Synthesize audio from text using Dia models.

Catalog configuration

{
  "alias": "tts/dia",
  "task": "generate",
  "provider_id": "local/mistralrs",
  "model_id": "nari-labs/Dia-1.6B",
  "options": {
    "pipeline": "speech",
    "speech_loader_type": "dia"
  }
}

Rust code

let tts = runtime.generator("tts/dia").await?;
let result = tts.generate(
    &[Message::user("[S1] Hello, welcome!")],
    GenerationOptions::default(),
).await?;

if let Some(audio) = &result.audio {
    // audio.pcm_data — raw PCM samples
    // audio.sample_rate — e.g. 24000
    // audio.channels — e.g. 1
}

GGUF models

Load quantized text models in GGUF format by specifying the filenames.

{
  "alias": "generate/gguf",
  "task": "generate",
  "provider_id": "local/mistralrs",
  "model_id": "TheBloke/Mistral-7B-Instruct-v0.2-GGUF",
  "options": {
    "gguf_files": ["mistral-7b-instruct-v0.2.Q4_K_M.gguf"]
  }
}

Note

gguf_files is only valid with the text pipeline.
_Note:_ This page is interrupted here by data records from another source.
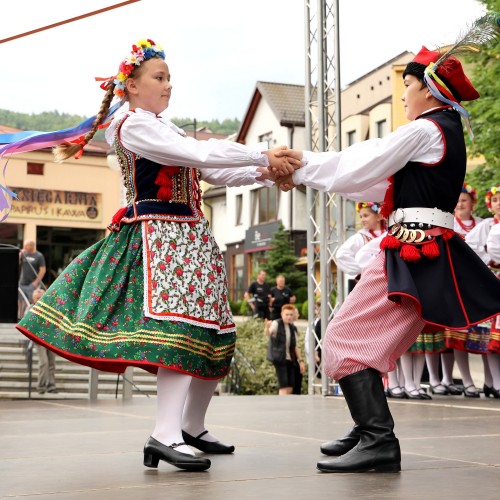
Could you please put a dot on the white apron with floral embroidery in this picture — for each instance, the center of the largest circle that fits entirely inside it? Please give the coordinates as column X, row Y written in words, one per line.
column 184, row 275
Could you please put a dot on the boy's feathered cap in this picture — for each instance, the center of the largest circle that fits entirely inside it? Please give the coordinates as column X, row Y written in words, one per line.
column 451, row 79
column 442, row 72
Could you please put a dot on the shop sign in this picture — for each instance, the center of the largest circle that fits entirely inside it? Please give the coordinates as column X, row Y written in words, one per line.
column 258, row 238
column 54, row 204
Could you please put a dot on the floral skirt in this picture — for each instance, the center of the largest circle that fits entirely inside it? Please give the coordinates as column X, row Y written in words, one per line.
column 108, row 310
column 428, row 343
column 494, row 343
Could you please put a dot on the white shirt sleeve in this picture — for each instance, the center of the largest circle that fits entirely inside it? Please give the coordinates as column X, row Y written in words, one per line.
column 477, row 237
column 368, row 252
column 158, row 140
column 360, row 172
column 242, row 176
column 493, row 243
column 345, row 257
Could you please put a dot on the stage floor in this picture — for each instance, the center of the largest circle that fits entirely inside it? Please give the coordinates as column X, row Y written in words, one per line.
column 62, row 449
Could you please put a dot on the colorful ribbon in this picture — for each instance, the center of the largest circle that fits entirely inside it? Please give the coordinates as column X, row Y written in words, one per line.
column 430, row 77
column 32, row 140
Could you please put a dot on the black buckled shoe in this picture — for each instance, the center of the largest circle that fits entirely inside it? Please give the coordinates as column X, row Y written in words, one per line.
column 207, row 446
column 471, row 391
column 154, row 451
column 398, row 395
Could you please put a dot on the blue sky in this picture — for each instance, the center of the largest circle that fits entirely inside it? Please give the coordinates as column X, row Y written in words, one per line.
column 216, row 50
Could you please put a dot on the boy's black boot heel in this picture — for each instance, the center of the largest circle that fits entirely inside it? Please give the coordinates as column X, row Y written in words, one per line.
column 378, row 448
column 342, row 445
column 154, row 451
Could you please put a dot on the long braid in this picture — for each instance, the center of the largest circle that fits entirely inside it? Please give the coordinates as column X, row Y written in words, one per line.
column 66, row 150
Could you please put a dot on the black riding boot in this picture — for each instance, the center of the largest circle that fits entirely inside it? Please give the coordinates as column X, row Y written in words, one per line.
column 378, row 447
column 342, row 445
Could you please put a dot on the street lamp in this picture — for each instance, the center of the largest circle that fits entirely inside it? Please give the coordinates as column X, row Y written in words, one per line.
column 193, row 123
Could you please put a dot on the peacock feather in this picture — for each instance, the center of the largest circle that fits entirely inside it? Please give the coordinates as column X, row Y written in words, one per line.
column 479, row 34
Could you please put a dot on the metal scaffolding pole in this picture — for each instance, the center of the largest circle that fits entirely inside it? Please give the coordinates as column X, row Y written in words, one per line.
column 326, row 212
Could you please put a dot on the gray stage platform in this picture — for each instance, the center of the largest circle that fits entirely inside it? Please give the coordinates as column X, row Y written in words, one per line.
column 53, row 449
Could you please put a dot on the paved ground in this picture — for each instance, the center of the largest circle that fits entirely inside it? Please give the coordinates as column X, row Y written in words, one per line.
column 79, row 450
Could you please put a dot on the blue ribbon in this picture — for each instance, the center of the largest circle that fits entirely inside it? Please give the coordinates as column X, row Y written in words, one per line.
column 32, row 140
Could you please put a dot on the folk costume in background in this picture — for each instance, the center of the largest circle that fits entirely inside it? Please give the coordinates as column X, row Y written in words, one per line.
column 460, row 343
column 424, row 277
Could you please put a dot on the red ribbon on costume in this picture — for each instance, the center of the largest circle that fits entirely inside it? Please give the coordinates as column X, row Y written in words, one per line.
column 106, row 82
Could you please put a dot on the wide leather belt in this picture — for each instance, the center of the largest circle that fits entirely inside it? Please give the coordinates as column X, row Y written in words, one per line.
column 421, row 216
Vision, diffusion, and speech pipelines do not support GGUF.

Model precision (dtype)

Control model precision with the dtype option. Available on all four pipeline types.

Value Description
auto Automatic selection (BF16 on GPU, F32 on CPU)
f16 16-bit floating point
bf16 Brain floating point 16
f32 32-bit floating point

Default resolution logic:

  1. Explicit dtype value in catalog options, if set
  2. f32 when running on CPU or without GPU support
  3. auto otherwise

Example

{
  "alias": "vision/qwen",
  "task": "generate",
  "provider_id": "local/mistralrs",
  "model_id": "Qwen/Qwen2-VL-2B-Instruct",
  "options": {
    "pipeline": "vision",
    "dtype": "bf16"
  }
}

Migration from 0.1.x

The generate() API changed from &[String] to &[Message].

Before (0.1.x):

let result = generator.generate(
    &["Hello".to_string()],
    GenerationOptions::default(),
).await?;

After (0.2.0):

let result = generator.generate(
    &[Message::user("Hello")],
    GenerationOptions::default(),
).await?;

The Message::user() convenience constructor creates a single text message with MessageRole::User. For multimodal content, build Message structs directly with multiple ContentBlock entries.